Buyer Database · The International Market · 30 profiles

Sales Agents

Sales agents license finished films to territory distributors at EFM, Cannes, AFM, and Toronto. They are not buying your script. But they are the clearest signal of which genres and budget tiers are actually selling internationally right now.

Market context

Sales agents operate as the connective tissue between independent production and international distribution. They represent a film at market, pre-selling territory rights to foreign distributors who want to acquire the film before or shortly after completion. Understanding who the active agents are and what they are representing tells you a great deal about what the international co-production market actually wants at this moment.
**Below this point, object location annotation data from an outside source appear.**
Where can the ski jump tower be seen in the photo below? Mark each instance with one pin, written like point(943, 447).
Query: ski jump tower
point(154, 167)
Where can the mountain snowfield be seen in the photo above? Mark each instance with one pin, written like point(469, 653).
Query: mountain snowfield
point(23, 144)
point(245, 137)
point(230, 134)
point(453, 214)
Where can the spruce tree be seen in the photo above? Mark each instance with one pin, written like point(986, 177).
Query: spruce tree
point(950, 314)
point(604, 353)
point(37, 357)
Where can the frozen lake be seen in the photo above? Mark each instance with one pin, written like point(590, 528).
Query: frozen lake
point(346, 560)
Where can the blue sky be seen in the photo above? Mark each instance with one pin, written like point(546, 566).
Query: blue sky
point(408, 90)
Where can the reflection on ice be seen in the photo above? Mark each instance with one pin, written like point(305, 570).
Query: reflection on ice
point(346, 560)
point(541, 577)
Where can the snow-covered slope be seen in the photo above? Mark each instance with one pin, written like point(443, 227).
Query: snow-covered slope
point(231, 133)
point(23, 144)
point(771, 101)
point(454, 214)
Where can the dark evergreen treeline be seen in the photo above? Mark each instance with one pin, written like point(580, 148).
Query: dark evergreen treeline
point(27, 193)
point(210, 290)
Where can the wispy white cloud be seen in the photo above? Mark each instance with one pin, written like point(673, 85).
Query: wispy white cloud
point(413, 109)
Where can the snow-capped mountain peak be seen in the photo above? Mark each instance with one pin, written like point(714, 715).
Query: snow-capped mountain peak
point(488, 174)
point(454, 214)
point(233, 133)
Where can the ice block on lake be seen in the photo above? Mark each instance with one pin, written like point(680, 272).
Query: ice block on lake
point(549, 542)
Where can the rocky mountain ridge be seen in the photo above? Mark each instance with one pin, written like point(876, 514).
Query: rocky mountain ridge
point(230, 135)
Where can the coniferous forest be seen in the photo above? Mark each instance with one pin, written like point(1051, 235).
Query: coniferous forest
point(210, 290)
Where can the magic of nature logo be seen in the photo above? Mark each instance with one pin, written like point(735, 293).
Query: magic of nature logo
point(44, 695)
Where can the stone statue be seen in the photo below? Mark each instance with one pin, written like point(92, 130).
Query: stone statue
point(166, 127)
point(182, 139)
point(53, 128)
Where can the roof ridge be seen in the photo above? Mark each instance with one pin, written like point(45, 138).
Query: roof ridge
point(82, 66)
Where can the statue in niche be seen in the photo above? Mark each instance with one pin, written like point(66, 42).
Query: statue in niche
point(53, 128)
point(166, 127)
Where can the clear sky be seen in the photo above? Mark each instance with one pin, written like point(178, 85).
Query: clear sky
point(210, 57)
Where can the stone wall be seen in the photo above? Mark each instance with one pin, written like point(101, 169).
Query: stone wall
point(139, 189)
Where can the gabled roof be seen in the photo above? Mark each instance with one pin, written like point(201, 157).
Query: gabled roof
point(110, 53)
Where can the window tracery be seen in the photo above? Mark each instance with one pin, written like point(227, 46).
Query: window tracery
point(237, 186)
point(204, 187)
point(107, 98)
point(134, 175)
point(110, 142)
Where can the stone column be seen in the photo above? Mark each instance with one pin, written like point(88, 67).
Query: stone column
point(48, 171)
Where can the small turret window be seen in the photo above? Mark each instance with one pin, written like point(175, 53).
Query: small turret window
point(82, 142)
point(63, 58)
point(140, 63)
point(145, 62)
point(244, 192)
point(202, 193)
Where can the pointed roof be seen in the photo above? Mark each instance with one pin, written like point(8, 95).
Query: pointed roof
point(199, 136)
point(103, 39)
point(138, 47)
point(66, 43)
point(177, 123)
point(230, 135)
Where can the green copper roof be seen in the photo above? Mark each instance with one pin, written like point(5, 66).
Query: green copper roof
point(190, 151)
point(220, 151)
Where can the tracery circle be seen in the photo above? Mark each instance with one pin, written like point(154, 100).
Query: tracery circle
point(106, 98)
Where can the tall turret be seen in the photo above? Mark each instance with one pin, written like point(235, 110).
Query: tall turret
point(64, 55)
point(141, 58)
For writers, the direct relationship with a sales agent is unusual. They come into a project after a producer is attached and financing is partially in place. The more useful lens is this: if a producer tells you they are building a project around a sales agent presale model, you want to know which agents are active in that budget tier and whether your genre is moving at the current markets.

The signal value of a sales agent profile is primarily in aggregate. A sales agent who is consistently representing micro-budget horror tells you something about the international appetite for that genre right now. A shift in their catalog toward prestige drama tells you the wind is changing. ScriptMatch tracks their trade-press footprint to surface those mandate shifts as they happen.
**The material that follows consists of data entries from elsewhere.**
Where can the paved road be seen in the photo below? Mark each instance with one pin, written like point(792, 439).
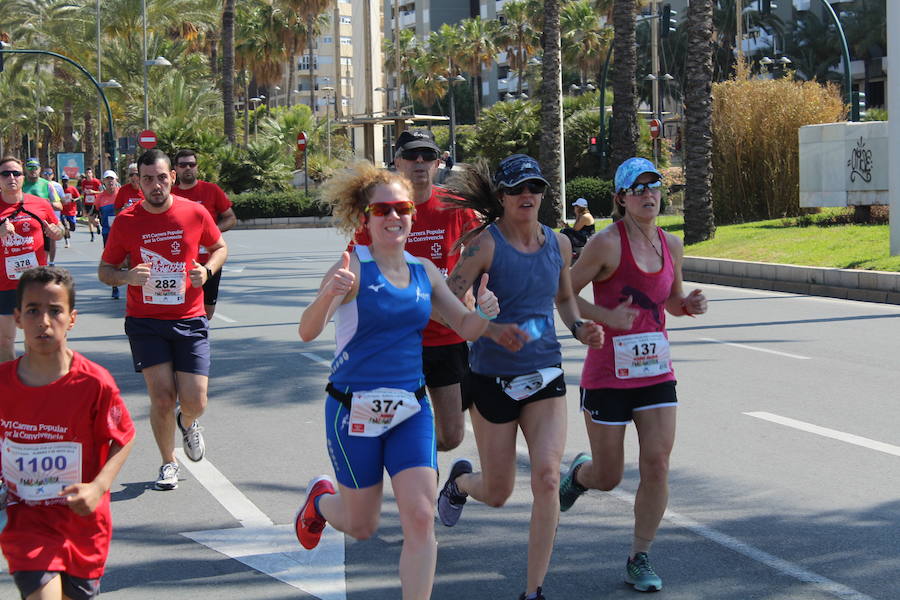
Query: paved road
point(783, 484)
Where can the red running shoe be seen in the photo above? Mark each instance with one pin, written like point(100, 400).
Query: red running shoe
point(308, 523)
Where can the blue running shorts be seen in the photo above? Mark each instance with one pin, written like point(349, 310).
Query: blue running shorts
point(360, 462)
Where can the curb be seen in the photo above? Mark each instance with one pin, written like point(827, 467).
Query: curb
point(849, 284)
point(284, 223)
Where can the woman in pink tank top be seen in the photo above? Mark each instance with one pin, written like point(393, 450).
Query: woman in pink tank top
point(635, 268)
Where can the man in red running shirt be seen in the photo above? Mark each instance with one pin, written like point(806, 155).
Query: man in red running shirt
point(216, 202)
point(164, 319)
point(436, 227)
point(24, 221)
point(70, 207)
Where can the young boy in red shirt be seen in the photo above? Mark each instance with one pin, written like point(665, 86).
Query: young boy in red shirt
point(65, 434)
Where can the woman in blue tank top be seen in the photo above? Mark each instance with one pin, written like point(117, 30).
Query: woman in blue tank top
point(377, 415)
point(516, 380)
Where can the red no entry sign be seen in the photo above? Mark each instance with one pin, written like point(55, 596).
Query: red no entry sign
point(147, 139)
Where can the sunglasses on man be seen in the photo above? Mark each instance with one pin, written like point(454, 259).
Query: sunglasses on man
point(533, 187)
point(426, 154)
point(383, 209)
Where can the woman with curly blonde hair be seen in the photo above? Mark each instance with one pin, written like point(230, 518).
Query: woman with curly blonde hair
point(378, 416)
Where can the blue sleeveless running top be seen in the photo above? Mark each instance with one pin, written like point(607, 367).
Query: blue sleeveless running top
point(525, 285)
point(379, 333)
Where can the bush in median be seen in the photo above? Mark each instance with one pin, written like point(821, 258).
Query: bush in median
point(266, 205)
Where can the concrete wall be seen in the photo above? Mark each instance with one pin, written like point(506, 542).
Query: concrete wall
point(844, 164)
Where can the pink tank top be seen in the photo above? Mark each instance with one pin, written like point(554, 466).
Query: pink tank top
point(649, 292)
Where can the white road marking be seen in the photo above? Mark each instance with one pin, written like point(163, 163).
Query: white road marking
point(829, 433)
point(268, 548)
point(231, 498)
point(757, 349)
point(316, 359)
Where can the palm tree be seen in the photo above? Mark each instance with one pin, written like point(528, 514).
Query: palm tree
point(586, 39)
point(551, 115)
point(478, 52)
point(623, 128)
point(699, 223)
point(518, 36)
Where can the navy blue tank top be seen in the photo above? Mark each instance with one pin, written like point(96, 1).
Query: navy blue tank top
point(379, 333)
point(526, 286)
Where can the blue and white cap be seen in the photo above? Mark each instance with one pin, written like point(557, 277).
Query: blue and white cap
point(631, 169)
point(517, 168)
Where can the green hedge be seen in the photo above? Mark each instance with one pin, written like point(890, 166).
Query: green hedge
point(294, 203)
point(598, 193)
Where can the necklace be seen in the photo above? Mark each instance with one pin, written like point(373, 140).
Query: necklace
point(646, 237)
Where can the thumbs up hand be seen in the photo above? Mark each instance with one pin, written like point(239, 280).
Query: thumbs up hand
point(342, 280)
point(488, 307)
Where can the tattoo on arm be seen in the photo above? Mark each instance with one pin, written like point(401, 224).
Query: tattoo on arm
point(457, 285)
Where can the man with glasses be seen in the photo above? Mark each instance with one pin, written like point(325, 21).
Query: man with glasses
point(213, 200)
point(164, 320)
point(435, 229)
point(25, 221)
point(129, 193)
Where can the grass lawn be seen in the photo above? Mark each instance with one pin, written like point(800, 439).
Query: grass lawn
point(820, 240)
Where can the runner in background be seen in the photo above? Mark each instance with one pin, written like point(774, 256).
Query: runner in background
point(70, 208)
point(105, 204)
point(164, 319)
point(25, 221)
point(90, 187)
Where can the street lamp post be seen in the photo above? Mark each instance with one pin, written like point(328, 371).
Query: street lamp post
point(450, 83)
point(329, 94)
point(159, 61)
point(37, 124)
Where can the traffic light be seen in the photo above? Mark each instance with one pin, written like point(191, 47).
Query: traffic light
point(858, 107)
point(109, 146)
point(667, 22)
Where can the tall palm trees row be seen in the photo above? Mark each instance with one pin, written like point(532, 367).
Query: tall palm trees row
point(424, 66)
point(196, 36)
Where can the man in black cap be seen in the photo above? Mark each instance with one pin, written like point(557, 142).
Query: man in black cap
point(435, 229)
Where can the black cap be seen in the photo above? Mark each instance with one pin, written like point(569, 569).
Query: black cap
point(517, 168)
point(416, 138)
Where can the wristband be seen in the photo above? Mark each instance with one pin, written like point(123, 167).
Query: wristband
point(575, 326)
point(483, 315)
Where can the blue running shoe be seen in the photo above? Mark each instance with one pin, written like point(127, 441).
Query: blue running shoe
point(640, 575)
point(451, 500)
point(569, 489)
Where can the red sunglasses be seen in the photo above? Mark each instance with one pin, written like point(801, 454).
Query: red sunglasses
point(383, 209)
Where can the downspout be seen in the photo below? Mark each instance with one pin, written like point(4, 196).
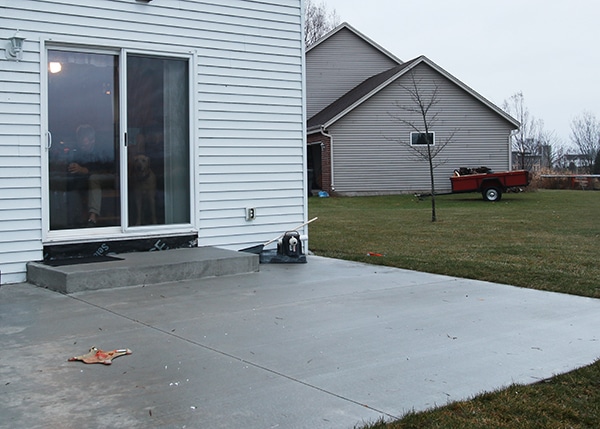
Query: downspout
point(330, 137)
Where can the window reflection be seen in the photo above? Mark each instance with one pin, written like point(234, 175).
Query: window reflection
point(83, 121)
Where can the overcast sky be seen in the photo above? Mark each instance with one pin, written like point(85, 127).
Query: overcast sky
point(547, 49)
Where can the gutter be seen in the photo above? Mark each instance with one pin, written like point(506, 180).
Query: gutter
point(330, 137)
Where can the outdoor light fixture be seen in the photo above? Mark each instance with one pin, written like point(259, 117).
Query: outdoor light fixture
point(14, 50)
Sales Agents with live profiles

Common questions about sales agents

What does a film sales agent do?

A sales agent represents a finished or in-progress film at international markets like EFM, Cannes, AFM, and Toronto, pre-selling territory rights to foreign distributors. They are the connective tissue between independent production and international distribution. They come into a project after a producer is attached and financing is partway in place, so they are not buying your script directly.
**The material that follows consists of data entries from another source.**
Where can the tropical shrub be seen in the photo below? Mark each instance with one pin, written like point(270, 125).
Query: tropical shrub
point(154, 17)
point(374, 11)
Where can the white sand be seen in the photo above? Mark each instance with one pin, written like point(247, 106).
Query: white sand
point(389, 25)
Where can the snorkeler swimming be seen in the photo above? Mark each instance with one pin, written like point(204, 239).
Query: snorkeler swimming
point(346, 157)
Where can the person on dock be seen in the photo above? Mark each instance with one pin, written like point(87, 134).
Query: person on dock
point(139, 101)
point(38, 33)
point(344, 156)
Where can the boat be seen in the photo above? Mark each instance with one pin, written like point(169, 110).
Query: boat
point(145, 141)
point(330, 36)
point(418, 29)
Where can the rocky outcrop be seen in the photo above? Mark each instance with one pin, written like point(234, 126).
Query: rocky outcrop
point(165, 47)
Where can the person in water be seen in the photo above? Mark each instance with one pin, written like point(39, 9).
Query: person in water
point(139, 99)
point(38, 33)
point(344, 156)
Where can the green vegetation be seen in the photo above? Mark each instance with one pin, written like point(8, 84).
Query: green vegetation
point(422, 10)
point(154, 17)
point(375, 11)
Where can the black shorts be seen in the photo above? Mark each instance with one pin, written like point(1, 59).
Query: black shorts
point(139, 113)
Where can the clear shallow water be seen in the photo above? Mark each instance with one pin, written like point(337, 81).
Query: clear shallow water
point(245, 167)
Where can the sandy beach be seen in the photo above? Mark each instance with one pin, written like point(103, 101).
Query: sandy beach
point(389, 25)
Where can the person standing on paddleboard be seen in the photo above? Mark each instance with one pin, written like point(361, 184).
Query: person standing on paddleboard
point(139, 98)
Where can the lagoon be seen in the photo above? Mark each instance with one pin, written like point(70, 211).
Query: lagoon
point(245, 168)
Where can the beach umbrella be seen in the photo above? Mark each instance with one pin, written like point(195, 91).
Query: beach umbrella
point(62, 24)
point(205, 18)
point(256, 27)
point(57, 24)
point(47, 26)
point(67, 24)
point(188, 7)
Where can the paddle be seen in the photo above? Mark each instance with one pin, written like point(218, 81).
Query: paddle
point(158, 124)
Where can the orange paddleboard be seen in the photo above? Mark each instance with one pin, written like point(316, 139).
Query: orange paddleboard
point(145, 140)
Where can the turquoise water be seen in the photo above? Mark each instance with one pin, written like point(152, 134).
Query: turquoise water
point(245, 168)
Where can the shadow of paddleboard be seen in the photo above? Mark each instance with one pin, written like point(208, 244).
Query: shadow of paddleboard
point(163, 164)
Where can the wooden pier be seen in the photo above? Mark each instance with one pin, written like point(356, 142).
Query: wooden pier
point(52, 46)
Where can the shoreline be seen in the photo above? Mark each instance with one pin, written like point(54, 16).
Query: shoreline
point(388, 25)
Should screenwriters contact sales agents?

A direct writer-to-sales-agent relationship is unusual, because agents enter once a producer and financing are in motion. The more useful lens is intelligence: if a producer is building your project on a presale model, you want to know which agents are active in that budget tier and whether your genre is moving at the current markets. That tells you whether the financing plan is realistic.

What do sales agents tell you about the market?

Their value to a writer is in aggregate signal. A sales agent consistently representing micro-budget horror is telling you something about international appetite for that genre right now. A catalog shifting toward prestige drama means the wind is changing. Each profile below tracks that trade-press footprint so you can read mandate shifts as they happen, before they show up in headline deals.

How do sales agents differ from distributors?

A distributor acquires the right to release a film in a territory and markets it to audiences. A sales agent represents the film to those distributors, brokering the territory-by-territory deals, usually before the film is finished. One sells to viewers; the other sells to the companies that sell to viewers.